Nós e o trabalho
Dia desses, numa mesa de jantar com empresários, depois de uma palestra que fiz, ouvi de um deles que a empresa dele tem mais de 3 mil funcionários. Trocamos ideias, mercado, qualidade, consumo, essas coisas. Mas fiquei pensando e depois fiz a minha ponderação em voz alta.
– Três mil funcionários não poderiam ser reduzidos a 2,5 mil, serão mesmo indispensáveis esses 3 mil funcionários? A ponderação não me veio de graça, resultou do que tenho lido sobre o mercado europeu e dos EUA, crises de toda sorte, empregos e desempregos.
A tendência – “lá fora” – é de diminuição dos quadros de funcionários, mas, para compensar e não haver queda de produção, os bons funcionários, os altamente qualificados, os acima da média, passam a ganhar mais e a ter especiais privilégios. Pensei, pensei, e não me afligi com os “não qualificados”. E estou a achar a ideia uma boa ideia. Menos gente nos corredores, mais eficiência no fazer, mais qualidade no arremate, menos desperdícios e mais garantias de mercado. Que tal?
A ideia não é minha, e a acho excelente. Vai forçar a moçada indolente a “se coçar” – ou dá ou desce. Isto é, ou se qualifica ou fica fora do mercado; acaso será isso crueldade?

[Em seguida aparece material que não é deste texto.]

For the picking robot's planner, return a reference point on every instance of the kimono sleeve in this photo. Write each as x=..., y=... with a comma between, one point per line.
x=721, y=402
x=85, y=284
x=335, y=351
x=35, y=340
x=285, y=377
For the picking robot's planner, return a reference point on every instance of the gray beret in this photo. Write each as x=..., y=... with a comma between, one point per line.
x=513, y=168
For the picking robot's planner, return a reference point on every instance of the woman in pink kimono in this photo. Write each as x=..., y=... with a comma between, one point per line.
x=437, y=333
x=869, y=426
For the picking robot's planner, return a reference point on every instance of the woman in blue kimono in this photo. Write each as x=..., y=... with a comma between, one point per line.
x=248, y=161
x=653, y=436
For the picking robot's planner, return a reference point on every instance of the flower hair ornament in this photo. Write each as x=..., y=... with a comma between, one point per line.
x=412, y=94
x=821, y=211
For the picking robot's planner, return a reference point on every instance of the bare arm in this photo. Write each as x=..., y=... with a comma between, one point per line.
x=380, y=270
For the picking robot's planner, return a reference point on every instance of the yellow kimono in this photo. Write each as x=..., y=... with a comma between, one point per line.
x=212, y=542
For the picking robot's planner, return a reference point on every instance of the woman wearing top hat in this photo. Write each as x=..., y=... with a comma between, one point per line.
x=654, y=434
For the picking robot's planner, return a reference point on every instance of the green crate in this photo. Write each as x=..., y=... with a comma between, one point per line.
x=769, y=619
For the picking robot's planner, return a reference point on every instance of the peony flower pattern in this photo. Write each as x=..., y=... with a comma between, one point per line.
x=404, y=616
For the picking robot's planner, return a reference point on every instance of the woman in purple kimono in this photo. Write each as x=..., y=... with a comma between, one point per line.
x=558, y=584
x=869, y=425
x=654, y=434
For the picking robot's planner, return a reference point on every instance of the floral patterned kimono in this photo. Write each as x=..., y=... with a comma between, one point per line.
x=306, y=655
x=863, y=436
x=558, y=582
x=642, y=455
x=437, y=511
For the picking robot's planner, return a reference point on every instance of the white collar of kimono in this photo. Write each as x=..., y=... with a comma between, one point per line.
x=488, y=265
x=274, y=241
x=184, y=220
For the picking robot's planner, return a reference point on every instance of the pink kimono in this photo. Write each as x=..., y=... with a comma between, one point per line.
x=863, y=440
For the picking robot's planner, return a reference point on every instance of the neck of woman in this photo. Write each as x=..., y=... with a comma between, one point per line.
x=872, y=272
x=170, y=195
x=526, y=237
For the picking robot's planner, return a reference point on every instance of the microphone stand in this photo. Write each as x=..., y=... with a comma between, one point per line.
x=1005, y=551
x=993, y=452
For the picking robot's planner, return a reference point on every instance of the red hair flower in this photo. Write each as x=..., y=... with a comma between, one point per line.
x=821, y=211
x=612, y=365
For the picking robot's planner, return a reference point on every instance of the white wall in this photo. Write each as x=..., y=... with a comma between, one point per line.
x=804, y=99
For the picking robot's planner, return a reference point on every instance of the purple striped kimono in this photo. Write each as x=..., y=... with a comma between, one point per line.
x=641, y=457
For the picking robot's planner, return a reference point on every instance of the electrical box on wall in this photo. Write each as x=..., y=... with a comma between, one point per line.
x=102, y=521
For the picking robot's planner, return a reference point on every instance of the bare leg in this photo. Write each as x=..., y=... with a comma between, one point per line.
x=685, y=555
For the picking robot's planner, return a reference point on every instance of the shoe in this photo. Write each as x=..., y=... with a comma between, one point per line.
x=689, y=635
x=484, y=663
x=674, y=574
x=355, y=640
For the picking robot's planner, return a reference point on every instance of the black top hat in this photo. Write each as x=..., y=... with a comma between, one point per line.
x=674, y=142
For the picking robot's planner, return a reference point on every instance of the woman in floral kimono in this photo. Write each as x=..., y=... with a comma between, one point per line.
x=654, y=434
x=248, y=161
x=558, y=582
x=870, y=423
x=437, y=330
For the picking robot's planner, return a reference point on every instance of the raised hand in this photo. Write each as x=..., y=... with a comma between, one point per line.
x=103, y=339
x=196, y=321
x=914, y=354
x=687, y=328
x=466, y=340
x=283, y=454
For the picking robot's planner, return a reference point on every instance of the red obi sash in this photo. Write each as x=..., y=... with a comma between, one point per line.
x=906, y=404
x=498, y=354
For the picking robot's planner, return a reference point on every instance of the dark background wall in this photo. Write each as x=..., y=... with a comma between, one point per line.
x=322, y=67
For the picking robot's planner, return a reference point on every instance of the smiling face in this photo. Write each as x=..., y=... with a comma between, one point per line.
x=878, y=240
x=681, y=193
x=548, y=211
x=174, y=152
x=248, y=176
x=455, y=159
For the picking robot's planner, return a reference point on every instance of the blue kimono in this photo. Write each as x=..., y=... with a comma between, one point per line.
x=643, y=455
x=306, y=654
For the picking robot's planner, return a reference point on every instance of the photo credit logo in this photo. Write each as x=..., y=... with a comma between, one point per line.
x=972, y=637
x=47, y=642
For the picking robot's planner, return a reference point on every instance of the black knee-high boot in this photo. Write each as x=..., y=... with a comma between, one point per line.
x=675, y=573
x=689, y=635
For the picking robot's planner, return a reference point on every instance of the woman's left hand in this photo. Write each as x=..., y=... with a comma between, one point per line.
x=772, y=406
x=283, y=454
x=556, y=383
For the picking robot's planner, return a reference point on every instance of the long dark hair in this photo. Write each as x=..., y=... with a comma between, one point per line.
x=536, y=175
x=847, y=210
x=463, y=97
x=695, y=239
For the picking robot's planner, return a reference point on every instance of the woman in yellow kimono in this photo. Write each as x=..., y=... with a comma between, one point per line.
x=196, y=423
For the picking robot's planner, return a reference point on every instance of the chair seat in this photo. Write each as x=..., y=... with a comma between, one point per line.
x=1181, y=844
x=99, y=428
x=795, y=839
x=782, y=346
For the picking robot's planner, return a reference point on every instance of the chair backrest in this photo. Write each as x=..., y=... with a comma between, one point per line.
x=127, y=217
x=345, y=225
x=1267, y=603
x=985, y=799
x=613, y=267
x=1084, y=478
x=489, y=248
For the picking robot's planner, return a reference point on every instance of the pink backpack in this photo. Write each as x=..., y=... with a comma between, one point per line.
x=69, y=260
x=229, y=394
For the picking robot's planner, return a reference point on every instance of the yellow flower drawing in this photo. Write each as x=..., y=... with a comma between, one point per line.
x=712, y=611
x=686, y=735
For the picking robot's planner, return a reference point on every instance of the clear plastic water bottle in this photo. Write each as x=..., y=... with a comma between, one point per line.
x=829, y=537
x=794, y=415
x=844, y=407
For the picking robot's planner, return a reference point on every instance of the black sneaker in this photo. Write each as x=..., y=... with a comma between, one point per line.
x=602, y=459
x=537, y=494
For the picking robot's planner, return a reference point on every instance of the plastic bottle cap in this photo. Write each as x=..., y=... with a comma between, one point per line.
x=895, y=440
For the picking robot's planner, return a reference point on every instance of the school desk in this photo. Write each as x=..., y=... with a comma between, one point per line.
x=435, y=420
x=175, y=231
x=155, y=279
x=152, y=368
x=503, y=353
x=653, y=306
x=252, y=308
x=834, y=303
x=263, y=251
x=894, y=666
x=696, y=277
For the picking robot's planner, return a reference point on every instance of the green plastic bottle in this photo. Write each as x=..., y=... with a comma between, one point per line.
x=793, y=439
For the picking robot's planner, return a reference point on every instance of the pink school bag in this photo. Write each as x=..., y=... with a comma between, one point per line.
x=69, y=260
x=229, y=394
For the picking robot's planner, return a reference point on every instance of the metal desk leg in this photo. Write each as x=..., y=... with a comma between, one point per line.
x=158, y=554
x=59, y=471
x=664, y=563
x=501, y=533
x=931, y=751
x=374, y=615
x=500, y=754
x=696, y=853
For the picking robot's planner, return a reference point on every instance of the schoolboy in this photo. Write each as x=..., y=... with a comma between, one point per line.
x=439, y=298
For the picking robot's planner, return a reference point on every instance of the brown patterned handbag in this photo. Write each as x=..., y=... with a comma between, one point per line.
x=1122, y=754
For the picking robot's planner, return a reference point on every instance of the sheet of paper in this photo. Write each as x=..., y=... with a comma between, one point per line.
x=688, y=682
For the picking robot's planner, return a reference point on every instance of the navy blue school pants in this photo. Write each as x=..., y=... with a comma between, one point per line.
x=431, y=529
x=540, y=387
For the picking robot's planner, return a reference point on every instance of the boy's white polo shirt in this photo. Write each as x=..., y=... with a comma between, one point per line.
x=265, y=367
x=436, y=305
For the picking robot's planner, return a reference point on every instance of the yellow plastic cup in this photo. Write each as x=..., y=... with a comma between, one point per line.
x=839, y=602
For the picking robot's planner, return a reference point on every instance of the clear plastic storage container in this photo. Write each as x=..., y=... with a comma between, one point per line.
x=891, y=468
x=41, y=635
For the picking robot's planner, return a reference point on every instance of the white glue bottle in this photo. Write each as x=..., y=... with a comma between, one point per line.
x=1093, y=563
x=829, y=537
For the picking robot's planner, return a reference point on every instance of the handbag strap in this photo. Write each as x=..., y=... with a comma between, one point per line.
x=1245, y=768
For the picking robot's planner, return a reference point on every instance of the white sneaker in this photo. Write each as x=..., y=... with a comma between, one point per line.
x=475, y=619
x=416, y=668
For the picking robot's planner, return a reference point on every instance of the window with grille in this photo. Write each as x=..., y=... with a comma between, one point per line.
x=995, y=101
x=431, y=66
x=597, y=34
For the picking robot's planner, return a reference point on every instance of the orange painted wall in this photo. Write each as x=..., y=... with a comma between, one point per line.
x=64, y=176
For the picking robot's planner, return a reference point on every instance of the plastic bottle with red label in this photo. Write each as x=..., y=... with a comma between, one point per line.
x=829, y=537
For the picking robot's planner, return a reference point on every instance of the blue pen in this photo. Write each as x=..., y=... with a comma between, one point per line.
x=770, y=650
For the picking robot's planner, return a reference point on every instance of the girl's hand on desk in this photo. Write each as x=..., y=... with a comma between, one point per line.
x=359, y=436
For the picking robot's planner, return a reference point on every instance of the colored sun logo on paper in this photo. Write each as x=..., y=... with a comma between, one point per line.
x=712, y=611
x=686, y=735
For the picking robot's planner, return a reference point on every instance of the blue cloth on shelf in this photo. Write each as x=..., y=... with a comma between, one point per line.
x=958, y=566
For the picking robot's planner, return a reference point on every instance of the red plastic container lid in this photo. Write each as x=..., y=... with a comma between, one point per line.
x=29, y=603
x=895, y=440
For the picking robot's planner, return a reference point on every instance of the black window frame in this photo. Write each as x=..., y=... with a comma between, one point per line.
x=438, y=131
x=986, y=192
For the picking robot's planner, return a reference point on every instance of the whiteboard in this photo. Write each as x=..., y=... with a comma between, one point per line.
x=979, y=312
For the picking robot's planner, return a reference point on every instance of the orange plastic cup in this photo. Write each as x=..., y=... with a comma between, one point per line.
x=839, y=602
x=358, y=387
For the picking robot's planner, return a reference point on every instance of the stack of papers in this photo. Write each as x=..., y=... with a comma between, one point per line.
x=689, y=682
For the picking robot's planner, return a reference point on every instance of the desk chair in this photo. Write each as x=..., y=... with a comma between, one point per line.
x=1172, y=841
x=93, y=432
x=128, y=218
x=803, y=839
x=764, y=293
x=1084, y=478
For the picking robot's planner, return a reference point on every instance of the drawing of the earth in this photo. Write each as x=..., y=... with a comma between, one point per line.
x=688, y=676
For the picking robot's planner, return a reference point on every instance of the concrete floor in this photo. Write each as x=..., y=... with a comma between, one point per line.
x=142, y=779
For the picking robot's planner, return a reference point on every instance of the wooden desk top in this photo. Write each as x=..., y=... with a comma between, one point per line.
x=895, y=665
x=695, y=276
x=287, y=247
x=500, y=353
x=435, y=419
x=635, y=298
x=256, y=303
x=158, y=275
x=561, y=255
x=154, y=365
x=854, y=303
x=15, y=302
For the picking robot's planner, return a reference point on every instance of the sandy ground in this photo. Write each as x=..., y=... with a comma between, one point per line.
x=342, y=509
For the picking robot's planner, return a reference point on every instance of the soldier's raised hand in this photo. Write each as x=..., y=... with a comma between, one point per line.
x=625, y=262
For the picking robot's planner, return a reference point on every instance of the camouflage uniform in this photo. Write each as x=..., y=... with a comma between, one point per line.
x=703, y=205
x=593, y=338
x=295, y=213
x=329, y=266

Agora, que fique claro: não basta diploma, diploma, hoje, qualquer um tem, diploma em si mesmo não vale nada, absolutamente nada. O que vale é a ordem do empregador: “Senta e faz, me prova que tu sabes fazer e fazer bem-feito”! Será isso crueldade?
Crueldade é igualar os desiguais na legislação trabalhista, isso sim é cruel. Aos bons, tudo; aos maus, aos desatentos, aos que ficam procurando pelo calendário para achar o próximo feriado, a esses o que merecem: o nada. Eles mesmos fizeram a opção pelo nada.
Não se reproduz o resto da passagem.